# Stable-Baselines3 practice lab Cart Pole v1

Code snippets are  
- from the official documentation of [Stable-Baselines3](https://stable-baselines3.readthedocs.io/en/master/) and  
- from [Reinforcement Learning in Python with Stable Baselines 3](https://pythonprogramming.net/introduction-reinforcement-learning-stable-baselines-3-tutorial/).
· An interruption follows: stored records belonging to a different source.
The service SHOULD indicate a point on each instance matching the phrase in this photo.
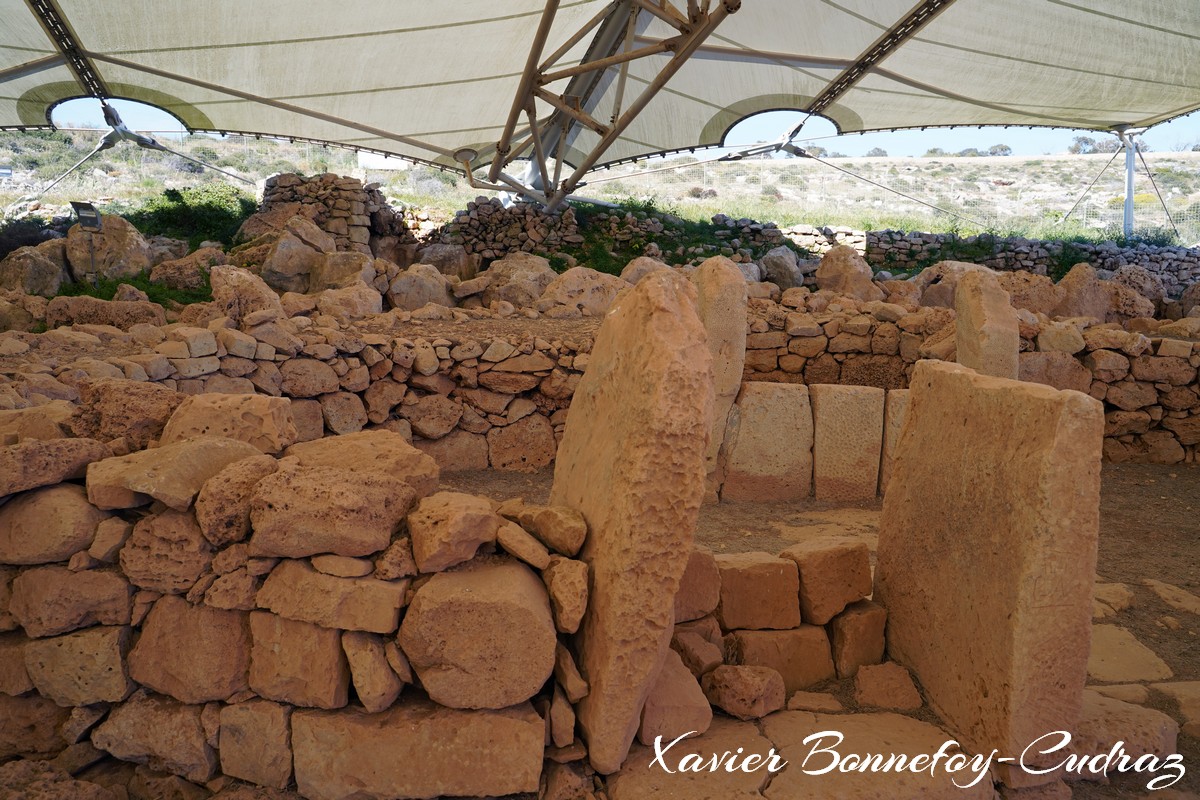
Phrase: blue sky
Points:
(1176, 134)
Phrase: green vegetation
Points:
(210, 211)
(106, 288)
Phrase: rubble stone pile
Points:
(358, 217)
(487, 228)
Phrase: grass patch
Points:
(106, 288)
(195, 214)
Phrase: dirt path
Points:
(1150, 528)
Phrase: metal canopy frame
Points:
(557, 97)
(611, 48)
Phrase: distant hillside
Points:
(1007, 194)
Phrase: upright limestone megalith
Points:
(721, 290)
(987, 335)
(633, 463)
(987, 553)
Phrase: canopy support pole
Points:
(683, 49)
(1131, 170)
(522, 101)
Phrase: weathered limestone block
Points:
(895, 409)
(514, 540)
(417, 750)
(51, 524)
(745, 692)
(834, 572)
(867, 733)
(31, 463)
(258, 420)
(172, 474)
(52, 600)
(306, 511)
(525, 446)
(159, 732)
(166, 553)
(13, 675)
(700, 589)
(222, 507)
(676, 705)
(375, 681)
(567, 582)
(81, 668)
(447, 528)
(641, 777)
(558, 528)
(759, 590)
(372, 451)
(1056, 370)
(987, 335)
(195, 654)
(298, 662)
(801, 655)
(31, 727)
(886, 686)
(768, 444)
(256, 743)
(997, 636)
(857, 637)
(721, 305)
(457, 451)
(298, 591)
(639, 480)
(480, 637)
(847, 439)
(1105, 721)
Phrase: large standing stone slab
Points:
(721, 304)
(768, 444)
(847, 439)
(481, 637)
(895, 411)
(987, 336)
(417, 750)
(639, 480)
(987, 552)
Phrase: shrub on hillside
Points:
(210, 211)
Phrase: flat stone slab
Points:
(1119, 657)
(847, 441)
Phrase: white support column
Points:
(1131, 170)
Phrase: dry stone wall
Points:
(901, 251)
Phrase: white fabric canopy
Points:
(429, 79)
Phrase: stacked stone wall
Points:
(899, 251)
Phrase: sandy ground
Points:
(1150, 528)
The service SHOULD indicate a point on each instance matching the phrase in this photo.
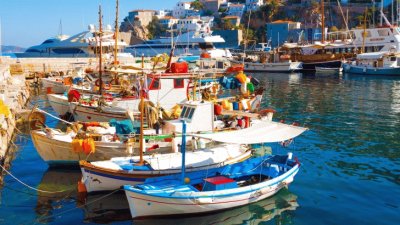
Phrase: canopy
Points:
(261, 132)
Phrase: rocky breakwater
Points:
(14, 94)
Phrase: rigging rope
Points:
(28, 186)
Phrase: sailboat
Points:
(221, 188)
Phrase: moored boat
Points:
(375, 63)
(112, 174)
(222, 188)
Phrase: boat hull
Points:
(88, 114)
(57, 152)
(347, 68)
(310, 66)
(56, 85)
(101, 179)
(144, 205)
(59, 103)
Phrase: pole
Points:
(365, 30)
(322, 22)
(101, 52)
(183, 150)
(141, 143)
(381, 13)
(116, 36)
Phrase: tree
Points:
(155, 28)
(196, 5)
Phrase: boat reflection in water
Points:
(62, 198)
(277, 207)
(107, 207)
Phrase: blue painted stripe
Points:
(132, 189)
(59, 103)
(116, 177)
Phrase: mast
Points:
(116, 36)
(101, 52)
(382, 13)
(322, 22)
(141, 141)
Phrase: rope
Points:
(26, 185)
(78, 207)
(53, 116)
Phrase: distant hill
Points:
(11, 49)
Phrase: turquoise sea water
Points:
(350, 163)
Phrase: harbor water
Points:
(350, 159)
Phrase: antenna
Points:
(60, 28)
(1, 53)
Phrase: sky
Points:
(29, 22)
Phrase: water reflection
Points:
(62, 197)
(60, 187)
(279, 208)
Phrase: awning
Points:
(261, 132)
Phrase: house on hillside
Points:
(181, 9)
(236, 10)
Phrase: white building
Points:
(168, 21)
(163, 13)
(253, 4)
(180, 10)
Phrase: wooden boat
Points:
(375, 63)
(328, 70)
(57, 149)
(272, 66)
(220, 188)
(112, 174)
(273, 208)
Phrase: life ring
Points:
(105, 85)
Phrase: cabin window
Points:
(191, 112)
(179, 83)
(384, 32)
(155, 84)
(187, 112)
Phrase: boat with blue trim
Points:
(219, 188)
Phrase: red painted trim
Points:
(168, 203)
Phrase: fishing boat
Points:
(112, 174)
(328, 70)
(343, 44)
(56, 147)
(220, 188)
(192, 42)
(375, 63)
(271, 209)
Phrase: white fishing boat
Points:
(84, 44)
(288, 66)
(190, 43)
(375, 63)
(55, 147)
(112, 174)
(222, 188)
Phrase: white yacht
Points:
(84, 44)
(190, 43)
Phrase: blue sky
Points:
(29, 22)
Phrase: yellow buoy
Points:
(187, 180)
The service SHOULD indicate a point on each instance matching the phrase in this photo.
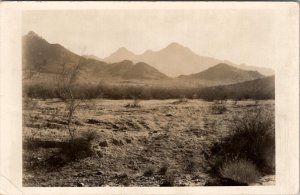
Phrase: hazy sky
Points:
(240, 36)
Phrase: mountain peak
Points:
(123, 50)
(175, 45)
(222, 66)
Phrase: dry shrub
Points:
(149, 171)
(163, 169)
(242, 171)
(252, 137)
(134, 104)
(218, 107)
(169, 179)
(90, 135)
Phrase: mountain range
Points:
(175, 60)
(46, 58)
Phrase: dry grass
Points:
(242, 171)
(154, 139)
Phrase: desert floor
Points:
(133, 143)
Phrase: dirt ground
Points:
(134, 144)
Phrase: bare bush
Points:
(218, 107)
(242, 171)
(66, 82)
(134, 104)
(169, 179)
(149, 171)
(252, 137)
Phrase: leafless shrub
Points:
(252, 137)
(134, 104)
(163, 169)
(169, 179)
(90, 135)
(242, 171)
(66, 81)
(149, 171)
(218, 107)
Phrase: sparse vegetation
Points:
(240, 170)
(218, 107)
(149, 171)
(66, 80)
(134, 104)
(193, 128)
(251, 137)
(84, 91)
(169, 179)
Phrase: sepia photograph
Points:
(182, 96)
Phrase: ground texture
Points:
(135, 145)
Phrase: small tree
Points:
(66, 82)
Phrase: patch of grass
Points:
(242, 171)
(149, 171)
(134, 104)
(218, 107)
(252, 137)
(163, 169)
(90, 135)
(169, 179)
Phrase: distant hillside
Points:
(46, 58)
(263, 88)
(92, 57)
(175, 60)
(224, 73)
(262, 70)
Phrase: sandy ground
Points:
(131, 141)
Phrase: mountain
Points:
(175, 60)
(41, 56)
(263, 88)
(92, 57)
(224, 73)
(262, 70)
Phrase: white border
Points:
(287, 100)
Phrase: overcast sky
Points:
(240, 36)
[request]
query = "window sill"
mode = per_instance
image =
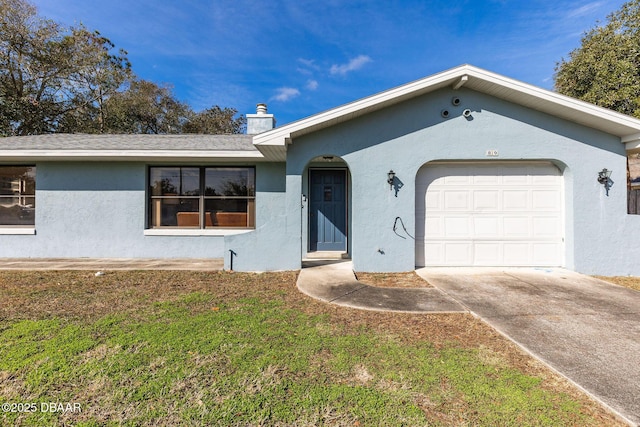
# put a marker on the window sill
(17, 231)
(196, 231)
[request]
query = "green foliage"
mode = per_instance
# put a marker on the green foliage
(253, 361)
(605, 69)
(56, 79)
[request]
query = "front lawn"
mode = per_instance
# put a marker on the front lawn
(193, 348)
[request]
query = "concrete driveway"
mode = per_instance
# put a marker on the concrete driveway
(586, 329)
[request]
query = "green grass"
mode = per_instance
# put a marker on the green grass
(207, 358)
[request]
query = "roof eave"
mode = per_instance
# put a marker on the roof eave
(477, 79)
(130, 155)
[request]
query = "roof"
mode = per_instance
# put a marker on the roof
(273, 142)
(129, 147)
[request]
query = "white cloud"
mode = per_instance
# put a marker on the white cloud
(584, 9)
(354, 64)
(286, 93)
(309, 63)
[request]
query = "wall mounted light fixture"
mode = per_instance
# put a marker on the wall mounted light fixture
(604, 178)
(390, 177)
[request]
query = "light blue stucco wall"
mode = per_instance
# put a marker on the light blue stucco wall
(598, 231)
(98, 209)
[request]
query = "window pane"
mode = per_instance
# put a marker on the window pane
(175, 212)
(174, 181)
(231, 212)
(230, 182)
(17, 195)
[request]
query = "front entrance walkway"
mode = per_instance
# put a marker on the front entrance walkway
(336, 283)
(584, 328)
(98, 264)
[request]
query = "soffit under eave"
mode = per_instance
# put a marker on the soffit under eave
(560, 106)
(476, 79)
(12, 156)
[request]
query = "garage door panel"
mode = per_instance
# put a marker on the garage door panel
(433, 227)
(545, 253)
(486, 226)
(515, 200)
(433, 200)
(490, 214)
(485, 179)
(486, 200)
(457, 226)
(545, 200)
(485, 254)
(517, 254)
(455, 180)
(546, 227)
(457, 253)
(456, 200)
(516, 226)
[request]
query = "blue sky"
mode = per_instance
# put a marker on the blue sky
(305, 56)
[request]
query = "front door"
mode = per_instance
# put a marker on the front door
(328, 210)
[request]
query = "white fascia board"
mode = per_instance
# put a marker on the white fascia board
(526, 89)
(632, 142)
(129, 155)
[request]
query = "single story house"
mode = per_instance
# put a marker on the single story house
(462, 168)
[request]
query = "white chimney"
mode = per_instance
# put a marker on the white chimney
(261, 121)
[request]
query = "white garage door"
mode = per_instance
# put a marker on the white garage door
(489, 214)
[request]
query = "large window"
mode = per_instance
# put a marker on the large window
(17, 195)
(202, 197)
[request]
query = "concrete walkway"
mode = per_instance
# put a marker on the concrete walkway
(98, 264)
(585, 329)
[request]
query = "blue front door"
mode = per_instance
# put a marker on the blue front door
(328, 210)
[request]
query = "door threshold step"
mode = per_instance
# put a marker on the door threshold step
(329, 255)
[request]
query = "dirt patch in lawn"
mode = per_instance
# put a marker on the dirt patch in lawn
(631, 282)
(82, 295)
(393, 280)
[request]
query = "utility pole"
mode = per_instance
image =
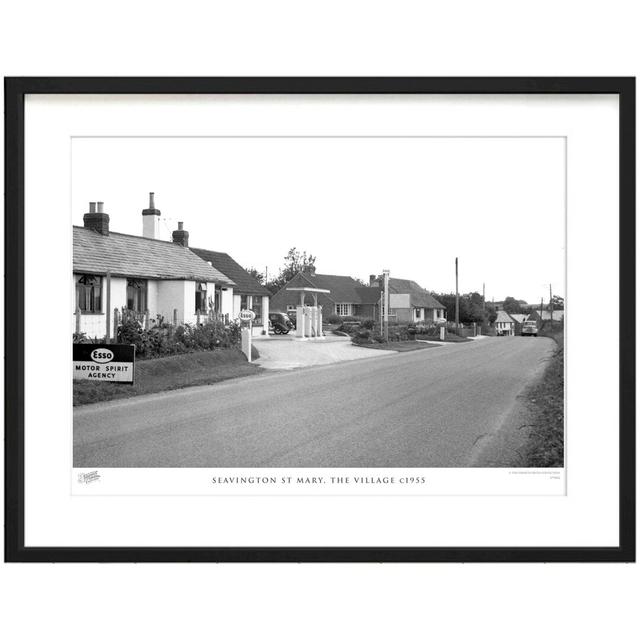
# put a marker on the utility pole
(457, 299)
(385, 272)
(483, 304)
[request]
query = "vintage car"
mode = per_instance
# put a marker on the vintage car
(529, 328)
(280, 322)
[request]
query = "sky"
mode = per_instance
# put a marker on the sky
(360, 205)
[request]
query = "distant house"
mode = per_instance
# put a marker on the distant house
(346, 297)
(146, 276)
(505, 324)
(246, 292)
(408, 301)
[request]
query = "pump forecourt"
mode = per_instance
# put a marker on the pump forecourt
(104, 362)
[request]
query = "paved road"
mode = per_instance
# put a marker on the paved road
(285, 352)
(429, 408)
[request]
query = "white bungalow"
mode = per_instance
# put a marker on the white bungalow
(149, 277)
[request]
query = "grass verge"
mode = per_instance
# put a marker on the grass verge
(173, 372)
(545, 402)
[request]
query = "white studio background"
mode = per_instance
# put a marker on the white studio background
(332, 38)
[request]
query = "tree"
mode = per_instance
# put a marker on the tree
(254, 273)
(558, 302)
(511, 305)
(294, 262)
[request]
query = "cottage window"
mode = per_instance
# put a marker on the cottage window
(343, 309)
(136, 295)
(89, 293)
(201, 297)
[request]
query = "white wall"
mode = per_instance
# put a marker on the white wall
(171, 295)
(399, 300)
(227, 302)
(94, 325)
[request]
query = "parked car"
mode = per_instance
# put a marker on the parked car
(529, 328)
(293, 317)
(280, 322)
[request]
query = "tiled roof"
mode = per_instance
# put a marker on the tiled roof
(134, 256)
(369, 295)
(419, 296)
(244, 282)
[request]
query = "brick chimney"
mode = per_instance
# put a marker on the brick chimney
(97, 219)
(151, 219)
(180, 236)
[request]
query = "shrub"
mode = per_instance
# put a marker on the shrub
(165, 339)
(362, 336)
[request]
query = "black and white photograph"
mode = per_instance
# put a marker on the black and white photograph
(319, 302)
(348, 310)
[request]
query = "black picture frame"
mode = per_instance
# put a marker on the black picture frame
(15, 91)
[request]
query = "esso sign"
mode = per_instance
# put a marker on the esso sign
(102, 355)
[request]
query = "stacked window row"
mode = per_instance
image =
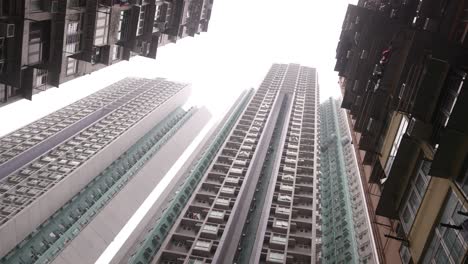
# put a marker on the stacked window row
(29, 136)
(197, 234)
(288, 238)
(19, 189)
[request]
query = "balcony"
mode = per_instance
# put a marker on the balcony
(401, 170)
(429, 88)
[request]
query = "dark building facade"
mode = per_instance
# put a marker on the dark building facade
(251, 194)
(44, 43)
(70, 181)
(403, 66)
(347, 236)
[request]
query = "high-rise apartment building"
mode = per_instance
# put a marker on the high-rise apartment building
(251, 192)
(70, 181)
(403, 73)
(44, 43)
(346, 233)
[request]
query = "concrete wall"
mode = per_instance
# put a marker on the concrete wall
(102, 230)
(15, 230)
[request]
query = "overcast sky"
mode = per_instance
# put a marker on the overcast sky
(243, 40)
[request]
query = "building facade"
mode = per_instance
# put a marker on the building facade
(44, 43)
(346, 232)
(252, 193)
(403, 69)
(71, 180)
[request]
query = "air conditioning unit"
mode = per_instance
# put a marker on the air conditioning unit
(418, 129)
(7, 30)
(10, 30)
(430, 25)
(54, 7)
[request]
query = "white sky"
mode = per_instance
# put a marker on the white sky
(243, 40)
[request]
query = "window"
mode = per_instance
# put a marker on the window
(462, 180)
(73, 34)
(35, 45)
(278, 239)
(448, 245)
(228, 190)
(275, 257)
(416, 191)
(36, 5)
(41, 78)
(210, 229)
(281, 224)
(217, 214)
(222, 202)
(102, 25)
(202, 245)
(396, 144)
(141, 21)
(284, 198)
(115, 52)
(72, 66)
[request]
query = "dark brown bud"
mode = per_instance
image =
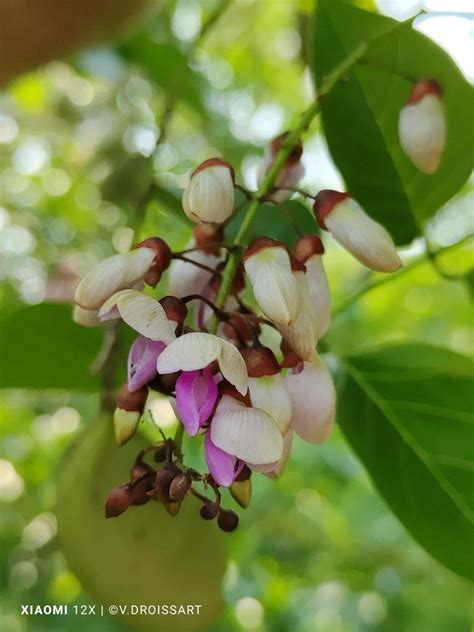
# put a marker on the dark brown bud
(161, 261)
(180, 486)
(324, 203)
(140, 490)
(119, 500)
(423, 88)
(260, 361)
(163, 480)
(290, 358)
(207, 236)
(308, 246)
(244, 474)
(228, 520)
(209, 511)
(174, 308)
(132, 401)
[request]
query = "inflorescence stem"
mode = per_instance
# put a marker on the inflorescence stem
(268, 182)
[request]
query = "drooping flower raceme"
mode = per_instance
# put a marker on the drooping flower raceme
(348, 223)
(422, 126)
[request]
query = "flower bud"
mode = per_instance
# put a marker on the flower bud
(119, 500)
(241, 492)
(161, 260)
(209, 196)
(309, 251)
(209, 511)
(290, 174)
(422, 126)
(267, 264)
(130, 407)
(180, 485)
(228, 520)
(365, 239)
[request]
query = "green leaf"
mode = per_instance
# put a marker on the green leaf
(407, 412)
(360, 115)
(144, 556)
(43, 348)
(167, 66)
(277, 222)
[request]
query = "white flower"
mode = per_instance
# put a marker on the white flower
(289, 176)
(313, 399)
(309, 251)
(267, 264)
(364, 238)
(111, 275)
(196, 350)
(422, 126)
(269, 393)
(85, 317)
(301, 334)
(209, 196)
(141, 312)
(247, 433)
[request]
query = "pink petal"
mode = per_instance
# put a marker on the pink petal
(142, 359)
(196, 395)
(223, 467)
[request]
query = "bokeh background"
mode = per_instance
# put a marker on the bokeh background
(318, 550)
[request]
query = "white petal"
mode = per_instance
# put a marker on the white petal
(85, 317)
(301, 334)
(422, 132)
(280, 466)
(138, 263)
(313, 399)
(197, 350)
(209, 197)
(247, 433)
(273, 284)
(367, 240)
(102, 281)
(271, 395)
(143, 313)
(319, 294)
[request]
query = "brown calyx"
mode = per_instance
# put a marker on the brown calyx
(133, 401)
(423, 88)
(324, 203)
(308, 246)
(260, 361)
(214, 162)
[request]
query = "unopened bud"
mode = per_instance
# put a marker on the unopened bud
(119, 500)
(241, 492)
(209, 511)
(161, 260)
(422, 126)
(180, 486)
(209, 196)
(364, 238)
(228, 520)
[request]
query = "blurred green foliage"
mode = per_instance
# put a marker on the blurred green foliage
(317, 550)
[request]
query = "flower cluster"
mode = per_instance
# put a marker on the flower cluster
(244, 398)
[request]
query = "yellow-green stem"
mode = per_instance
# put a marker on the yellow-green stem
(269, 181)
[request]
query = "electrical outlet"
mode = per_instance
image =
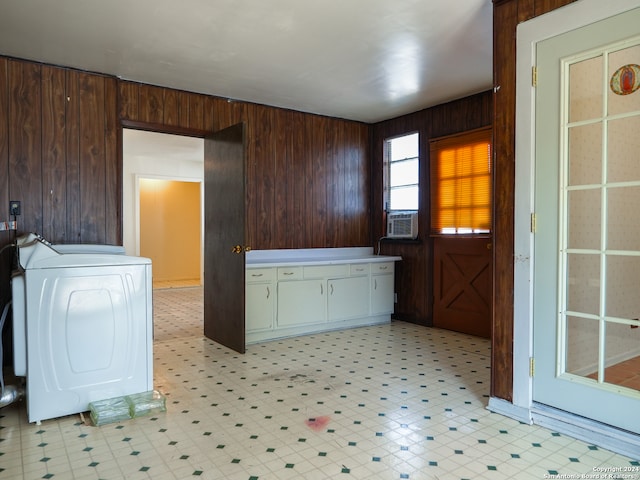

## Create and train the model A2C

In [1]:
# imports
import gymnasium as gym
from stable_baselines3 import A2C
import os

2025-01-05 17:55:59.274774: E external/local_xla/xla/stream_executor/cuda/cuda_fft.cc:477] Unable to register cuFFT factory: Attempting to register factory for plugin cuFFT when one has already been registered
E0000 00:00:1736096159.437768     394 cuda_dnn.cc:8310] Unable to register cuDNN factory: Attempting to register factory for plugin cuDNN when one has already been registered
E0000 00:00:1736096159.485991     394 cuda_blas.cc:1418] Unable to register cuBLAS factory: Attempting to register factory for plugin cuBLAS when one has already been registered
2025-01-05 17:55:59.743600: I tensorflow/core/platform/cpu_feature_guard.cc:210] This TensorFlow binary is optimized to use available CPU instructions in performance-critical operations.
To enable the following instructions: AVX2 FMA, in other operations, rebuild TensorFlow with the appropriate compiler flags.


In [4]:
# prepare output folders of model snapshots and logs for tensorboard
models_dir, logs_dir = "models/cartpole/A2C", "logs/cartpole"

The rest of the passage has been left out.